O acordo, apesar de atingir alguns setores mais sensíveis, como é o caso dos lácteos e dos vinhos, é visto com bons olhos pelo mercado uruguaio.
“O Uruguai tem estabilidade política, econômica, segurança jurídica, um crescimento contínuo e investimentos em tecnologia. É um país ideal para investir e, daqui, exportar para mercados mais amplos. Somos um importante produtor de alimentos, com 3,5 milhões de habitantes, 12 milhões de cabeça de gado, produzimos alimentos para mais de 30 milhões de pessoas, e podemos chegar a mais de 50 milhões em poucos anos”, disse Carámbula.
Vinhos e carnes
Quanto ao mercado de vinhos, o receio dos uruguaios não é em relação ao mercado interno do país. Está relacionado à entrada de vinhos europeus no mercado brasileiro, por exemplo, a preços mais competitivos. Para Carámbula, essa competição com os países vizinhos pode gerar inconvenientes e desafios, mas ele acredita que o Uruguai não será negativamente impactado.
“O vinho é um produto muito importante para o Uruguai, está associado à nossa marca país, como destino gastronômico, pela qualidade das nossas carnes e nossos vinhos, especialmente o Tannat, que é uma variedade de uva que dá praticamente só aqui no Uruguai. Mas acredito que temos a possibilidade de seguir sendo muito competitivos.”
“Para se ter uma ideia, pagamos de tarifa à União Europeia mais de US$ 100 milhões de dólares ao ano. E praticamente 80% corresponde à carne. O acordo vai permitir ao Uruguai eliminar essas tarifas.”

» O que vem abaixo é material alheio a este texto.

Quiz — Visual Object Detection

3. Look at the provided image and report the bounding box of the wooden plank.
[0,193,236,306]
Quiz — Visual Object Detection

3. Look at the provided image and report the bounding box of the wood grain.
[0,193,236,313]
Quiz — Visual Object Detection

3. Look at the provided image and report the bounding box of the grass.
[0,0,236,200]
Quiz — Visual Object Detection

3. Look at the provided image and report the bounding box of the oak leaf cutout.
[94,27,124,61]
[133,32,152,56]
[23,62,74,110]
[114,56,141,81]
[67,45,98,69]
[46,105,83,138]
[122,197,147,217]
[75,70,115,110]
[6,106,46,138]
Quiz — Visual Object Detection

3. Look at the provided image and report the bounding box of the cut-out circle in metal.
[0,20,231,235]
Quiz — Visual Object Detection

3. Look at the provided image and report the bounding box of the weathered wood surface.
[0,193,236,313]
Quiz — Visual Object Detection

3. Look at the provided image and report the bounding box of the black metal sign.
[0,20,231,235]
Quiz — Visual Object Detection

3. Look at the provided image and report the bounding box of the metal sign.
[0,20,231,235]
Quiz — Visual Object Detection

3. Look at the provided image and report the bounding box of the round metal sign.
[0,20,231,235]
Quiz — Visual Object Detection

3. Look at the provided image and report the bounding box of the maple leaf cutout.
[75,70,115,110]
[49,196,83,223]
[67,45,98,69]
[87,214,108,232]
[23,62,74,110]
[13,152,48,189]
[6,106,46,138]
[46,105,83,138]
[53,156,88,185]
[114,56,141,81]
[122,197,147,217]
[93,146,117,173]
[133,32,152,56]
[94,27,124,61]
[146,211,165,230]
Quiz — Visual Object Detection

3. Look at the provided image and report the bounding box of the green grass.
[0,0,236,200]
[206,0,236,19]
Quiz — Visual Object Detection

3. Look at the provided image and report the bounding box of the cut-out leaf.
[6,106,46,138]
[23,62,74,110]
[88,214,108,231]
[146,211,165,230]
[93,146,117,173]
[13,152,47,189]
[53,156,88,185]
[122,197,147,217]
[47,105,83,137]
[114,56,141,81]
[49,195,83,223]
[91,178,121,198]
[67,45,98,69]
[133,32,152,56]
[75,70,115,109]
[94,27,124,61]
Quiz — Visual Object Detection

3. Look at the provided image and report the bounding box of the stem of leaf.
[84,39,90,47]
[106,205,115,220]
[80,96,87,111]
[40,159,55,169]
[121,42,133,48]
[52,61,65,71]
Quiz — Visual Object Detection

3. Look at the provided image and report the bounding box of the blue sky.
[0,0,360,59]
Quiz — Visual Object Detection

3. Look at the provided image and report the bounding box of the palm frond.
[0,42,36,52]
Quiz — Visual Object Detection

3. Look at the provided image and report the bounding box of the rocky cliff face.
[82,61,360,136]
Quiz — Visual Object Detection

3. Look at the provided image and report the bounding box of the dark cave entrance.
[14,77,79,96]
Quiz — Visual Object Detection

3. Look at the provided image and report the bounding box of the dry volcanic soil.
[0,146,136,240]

De acordo com documento divulgado pelo governo uruguaio na semana passada, cálculos primários estimam um benefício entre 40 e 70 milhões de dólares anualmente, no setor das carnes.
Mel
Os empresários do setor da apicultura também estão atentos. Para o uruguaio Fernando Camps, que produz e exporta mel, não há efeitos concretos a curto prazo, mas a notícia do acordo foi boa.
“Somos cautelosos porque esse primeiro acordo é político, não vai ocorrer a curto prazo, mas a longo prazo. Faltam muitas etapas e o processo de ratificação acontece em vários países, aqui e lá [na Europa] e passa pelos parlamentos. Mas a notícia é boa, é melhor que se comece a avançar, faz 20 anos que esperamos um acordo desse tipo”, disse.
Camps disse que Brasil, Argentina e Uruguai são os principais produtores e exportadores de mel da região e produzem muito mais do que consomem. “É o oposto do que ocorre nos países do Norte, principalmente Europa e Estados Unidos. Hoje em dia, o Uruguai exporta mais de 50% do mel produzido para a Europa. Mas o negócio do mel é muito dinâmico, pode mudar e passar a exportar para os Estados Unidos, por exemplo, muito rapidamente”.
Segundo Camps, o acordo, de certa maneira, visa proteger os mercados de futuros desequilíbrios.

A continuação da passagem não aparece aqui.